Abstract
There is hardly any cross-cultural research on the measurement invariance of the Brief Multidimensional Students’ Life Satisfaction Scales (BMSLSS). The current article evaluates the measurement invariance of the BMSLSS across cultural contexts. This cross-sectional study sampled 7,739 adolescents and emerging adults in 23 countries. A multi-group confirmatory factor analysis showed a good fit of configural and partial measurement weights invariance models, indicating similar patterns and strengths in factor loading for both adolescents and emerging adults across various countries.
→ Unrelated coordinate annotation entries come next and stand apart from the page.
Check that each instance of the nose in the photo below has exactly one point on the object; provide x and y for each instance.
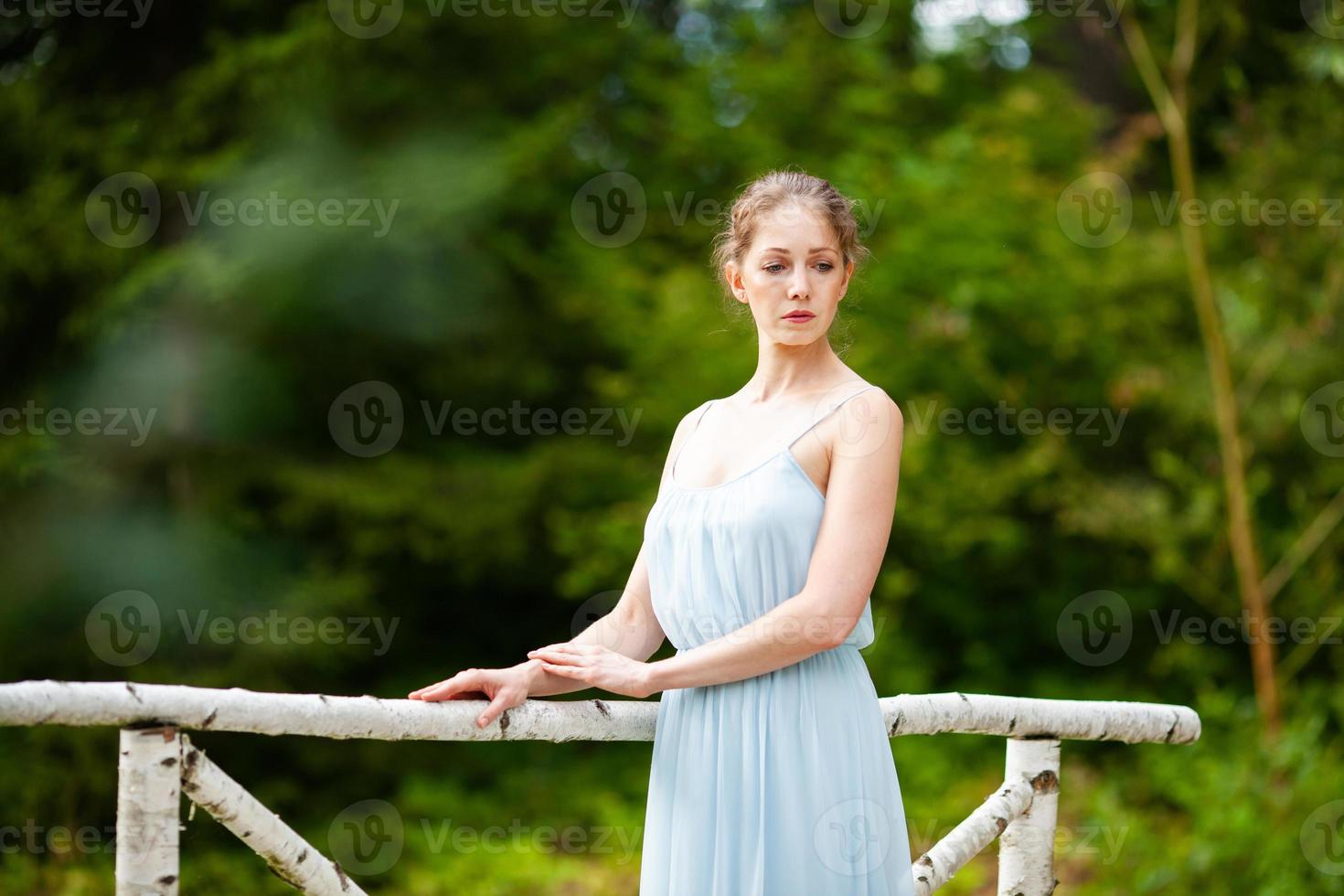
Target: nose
(798, 285)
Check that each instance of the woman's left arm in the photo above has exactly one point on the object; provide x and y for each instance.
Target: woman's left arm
(851, 543)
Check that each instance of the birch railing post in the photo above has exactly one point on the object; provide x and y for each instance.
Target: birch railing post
(1027, 845)
(148, 812)
(155, 762)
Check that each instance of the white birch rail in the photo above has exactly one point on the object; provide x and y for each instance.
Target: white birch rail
(1021, 815)
(119, 703)
(289, 856)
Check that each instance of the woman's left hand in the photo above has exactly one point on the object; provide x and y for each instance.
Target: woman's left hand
(597, 667)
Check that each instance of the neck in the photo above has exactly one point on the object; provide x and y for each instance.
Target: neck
(786, 369)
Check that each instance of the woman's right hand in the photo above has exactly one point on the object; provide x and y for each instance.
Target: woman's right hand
(504, 688)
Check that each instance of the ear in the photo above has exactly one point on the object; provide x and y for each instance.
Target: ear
(844, 283)
(734, 277)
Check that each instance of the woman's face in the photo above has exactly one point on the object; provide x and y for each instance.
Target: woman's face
(792, 277)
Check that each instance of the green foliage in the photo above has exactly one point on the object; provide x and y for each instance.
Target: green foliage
(484, 293)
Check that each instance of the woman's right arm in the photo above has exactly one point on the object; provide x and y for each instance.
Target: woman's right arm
(629, 629)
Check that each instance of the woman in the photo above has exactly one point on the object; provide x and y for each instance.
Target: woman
(772, 767)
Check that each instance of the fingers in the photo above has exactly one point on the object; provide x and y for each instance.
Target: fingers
(568, 647)
(446, 688)
(503, 700)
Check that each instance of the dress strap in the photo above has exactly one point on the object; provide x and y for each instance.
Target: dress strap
(826, 412)
(682, 448)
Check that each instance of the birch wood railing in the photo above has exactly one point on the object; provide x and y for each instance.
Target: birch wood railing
(157, 763)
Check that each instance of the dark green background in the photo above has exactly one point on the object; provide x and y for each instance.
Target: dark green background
(485, 292)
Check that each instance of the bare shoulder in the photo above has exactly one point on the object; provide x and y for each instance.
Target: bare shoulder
(874, 427)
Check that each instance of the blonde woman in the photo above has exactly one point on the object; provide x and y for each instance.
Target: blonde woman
(772, 769)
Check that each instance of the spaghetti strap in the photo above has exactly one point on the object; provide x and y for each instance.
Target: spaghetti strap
(682, 448)
(826, 414)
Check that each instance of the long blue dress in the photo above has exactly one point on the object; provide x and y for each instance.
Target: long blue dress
(783, 784)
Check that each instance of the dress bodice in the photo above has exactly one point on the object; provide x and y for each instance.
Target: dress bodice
(720, 557)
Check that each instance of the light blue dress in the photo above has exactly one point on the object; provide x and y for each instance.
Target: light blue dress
(783, 784)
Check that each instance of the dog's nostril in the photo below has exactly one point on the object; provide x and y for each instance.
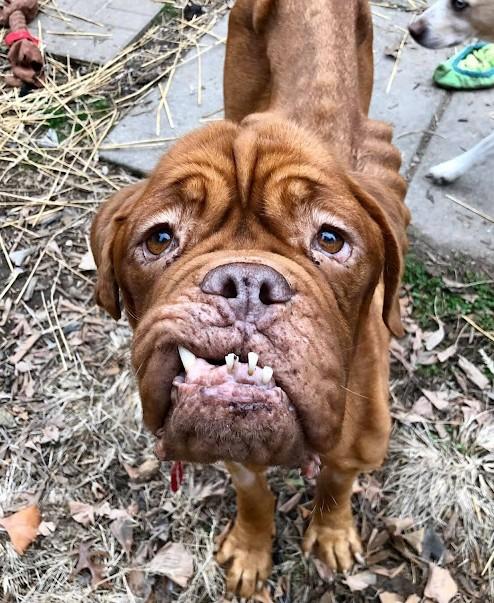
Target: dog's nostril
(254, 285)
(266, 294)
(229, 289)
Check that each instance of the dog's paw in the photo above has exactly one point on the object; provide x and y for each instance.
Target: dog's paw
(444, 173)
(337, 547)
(249, 559)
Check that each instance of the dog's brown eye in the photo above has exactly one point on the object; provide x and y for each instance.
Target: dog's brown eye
(159, 240)
(330, 241)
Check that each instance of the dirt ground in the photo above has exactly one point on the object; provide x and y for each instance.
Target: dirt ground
(72, 445)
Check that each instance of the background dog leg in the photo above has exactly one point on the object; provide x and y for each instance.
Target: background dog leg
(332, 530)
(248, 545)
(451, 170)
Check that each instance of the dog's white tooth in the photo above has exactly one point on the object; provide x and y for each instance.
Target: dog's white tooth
(252, 359)
(230, 362)
(267, 374)
(187, 357)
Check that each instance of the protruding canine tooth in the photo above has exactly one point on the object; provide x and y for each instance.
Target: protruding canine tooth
(230, 362)
(267, 374)
(252, 359)
(188, 359)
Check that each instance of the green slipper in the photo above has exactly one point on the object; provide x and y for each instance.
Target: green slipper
(470, 69)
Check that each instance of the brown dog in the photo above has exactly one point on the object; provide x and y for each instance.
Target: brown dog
(275, 238)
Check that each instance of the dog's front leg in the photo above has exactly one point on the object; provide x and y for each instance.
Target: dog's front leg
(332, 532)
(449, 171)
(247, 547)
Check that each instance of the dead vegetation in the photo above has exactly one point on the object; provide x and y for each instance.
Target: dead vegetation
(72, 445)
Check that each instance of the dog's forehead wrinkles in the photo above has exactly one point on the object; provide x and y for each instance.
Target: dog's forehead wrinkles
(245, 157)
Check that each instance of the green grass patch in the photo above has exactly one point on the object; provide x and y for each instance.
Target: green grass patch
(431, 296)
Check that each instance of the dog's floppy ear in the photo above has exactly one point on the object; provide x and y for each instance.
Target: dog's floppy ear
(103, 231)
(393, 225)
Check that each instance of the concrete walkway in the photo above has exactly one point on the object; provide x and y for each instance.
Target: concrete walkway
(431, 125)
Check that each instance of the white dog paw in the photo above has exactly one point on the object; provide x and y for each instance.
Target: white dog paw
(444, 173)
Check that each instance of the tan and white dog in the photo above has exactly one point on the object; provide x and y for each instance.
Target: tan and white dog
(446, 23)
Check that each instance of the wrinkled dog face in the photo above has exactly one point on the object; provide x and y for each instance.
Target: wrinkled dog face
(243, 245)
(450, 22)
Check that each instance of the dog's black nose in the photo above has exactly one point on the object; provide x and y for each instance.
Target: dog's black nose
(417, 30)
(248, 287)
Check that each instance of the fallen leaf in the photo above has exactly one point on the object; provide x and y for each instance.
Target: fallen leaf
(397, 525)
(122, 529)
(51, 433)
(18, 257)
(360, 581)
(415, 539)
(46, 528)
(22, 527)
(390, 598)
(203, 491)
(144, 472)
(432, 340)
(6, 419)
(140, 584)
(438, 399)
(81, 512)
(106, 510)
(440, 585)
(423, 408)
(85, 561)
(488, 361)
(263, 596)
(173, 561)
(473, 373)
(87, 262)
(447, 353)
(433, 548)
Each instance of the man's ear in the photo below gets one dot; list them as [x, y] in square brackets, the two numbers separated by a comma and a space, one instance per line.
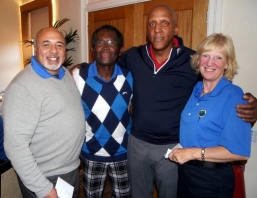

We found insufficient evidence for scalar invariance in both the adolescents’ and the emerging adults’ samples. A multi-level confirmatory factor analysis indicated configural invariance of the structure at country and individual level. Internal consistency, evaluated by alpha and omega coefficients per country, yielded acceptable results. The translated BMSLSS across different cultural contexts presents good psychometric characteristics similar to what has been reported in the original scale, though scalar invariance remains problematic. Our results indicate that the BMSLSS forms a brief measure of life satisfaction, which has accrued substantial evidence of construct validity, thus suitable for use in cross-cultural surveys with adolescents and emerging adults, although evaluation of degree of invariance must be carried out to ensure its suitability for mean comparisons.
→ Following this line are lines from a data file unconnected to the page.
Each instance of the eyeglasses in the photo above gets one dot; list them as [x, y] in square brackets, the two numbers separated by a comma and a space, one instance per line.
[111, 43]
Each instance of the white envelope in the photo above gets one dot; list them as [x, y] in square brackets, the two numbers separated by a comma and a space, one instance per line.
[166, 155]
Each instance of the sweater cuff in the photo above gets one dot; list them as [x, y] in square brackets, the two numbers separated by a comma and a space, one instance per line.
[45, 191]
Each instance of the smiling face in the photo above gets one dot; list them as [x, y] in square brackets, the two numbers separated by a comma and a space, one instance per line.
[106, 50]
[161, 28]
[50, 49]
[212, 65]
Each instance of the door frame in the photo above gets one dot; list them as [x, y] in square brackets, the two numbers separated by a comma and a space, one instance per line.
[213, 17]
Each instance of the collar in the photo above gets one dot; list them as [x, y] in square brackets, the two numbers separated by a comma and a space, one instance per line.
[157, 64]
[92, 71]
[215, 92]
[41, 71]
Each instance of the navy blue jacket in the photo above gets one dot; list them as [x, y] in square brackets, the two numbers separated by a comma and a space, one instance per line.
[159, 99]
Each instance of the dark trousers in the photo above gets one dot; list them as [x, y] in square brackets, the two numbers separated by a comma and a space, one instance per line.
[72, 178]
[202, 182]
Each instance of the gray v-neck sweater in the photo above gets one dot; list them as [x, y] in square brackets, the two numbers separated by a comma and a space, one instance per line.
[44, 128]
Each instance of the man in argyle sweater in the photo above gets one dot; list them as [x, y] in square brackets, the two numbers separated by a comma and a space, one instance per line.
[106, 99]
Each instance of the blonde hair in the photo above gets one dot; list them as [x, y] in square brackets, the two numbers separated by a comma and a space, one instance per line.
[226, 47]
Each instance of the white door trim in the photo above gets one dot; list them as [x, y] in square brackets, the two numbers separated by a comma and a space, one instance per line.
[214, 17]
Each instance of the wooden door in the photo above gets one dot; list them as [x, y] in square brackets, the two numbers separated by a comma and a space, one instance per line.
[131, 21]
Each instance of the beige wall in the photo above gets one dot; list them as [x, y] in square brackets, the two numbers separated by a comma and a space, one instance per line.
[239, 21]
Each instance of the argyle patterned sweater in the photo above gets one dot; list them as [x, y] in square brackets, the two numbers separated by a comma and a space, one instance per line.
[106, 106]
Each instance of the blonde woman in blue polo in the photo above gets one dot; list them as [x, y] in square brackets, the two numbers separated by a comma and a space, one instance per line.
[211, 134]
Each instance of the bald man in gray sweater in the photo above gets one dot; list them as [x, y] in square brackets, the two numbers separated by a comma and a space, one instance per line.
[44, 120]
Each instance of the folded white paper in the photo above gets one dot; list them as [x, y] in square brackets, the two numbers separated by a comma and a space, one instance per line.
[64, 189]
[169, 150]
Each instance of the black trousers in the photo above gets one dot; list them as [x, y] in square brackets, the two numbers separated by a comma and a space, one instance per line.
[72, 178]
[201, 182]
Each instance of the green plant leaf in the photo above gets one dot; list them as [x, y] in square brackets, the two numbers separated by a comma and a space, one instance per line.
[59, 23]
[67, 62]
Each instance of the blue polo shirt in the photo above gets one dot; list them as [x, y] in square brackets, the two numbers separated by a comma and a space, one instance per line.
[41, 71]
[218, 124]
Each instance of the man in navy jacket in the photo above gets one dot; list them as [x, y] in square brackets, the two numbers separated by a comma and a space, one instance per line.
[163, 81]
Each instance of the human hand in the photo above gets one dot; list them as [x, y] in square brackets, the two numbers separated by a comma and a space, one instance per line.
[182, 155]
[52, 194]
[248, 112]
Life satisfaction forms an important component of subjective well-being among adolescents and emerging adults, as it has been associated with a host of health, educational, and behavioral outcomes (Bussing et al., 2009; Haranin, Huebner, & Suldo, 2007; Proctor, Linley, & Maltby, 2009). In assessing life satisfaction among students, there are various measures currently available, one of the most popular being Huebner’s Multidimensional Life Satisfaction Scale (MSLSS; Huebner & Gilman, 2002). This scale has 40 items assessing satisfaction with life in general, and satisfaction in five domains perceived to be salient for adolescents: self, family, friends, living environment, and school. Since its introduction, the scale has been used in various contexts to assess outcome in adolescents and emerging adults (Galindez & Casas, 2011; Greenspoon & Saklofske, 1997; Huebner, Laughlin, Ash, & Gilman, 1998; Weber, Ruch, & Huebner, 2013).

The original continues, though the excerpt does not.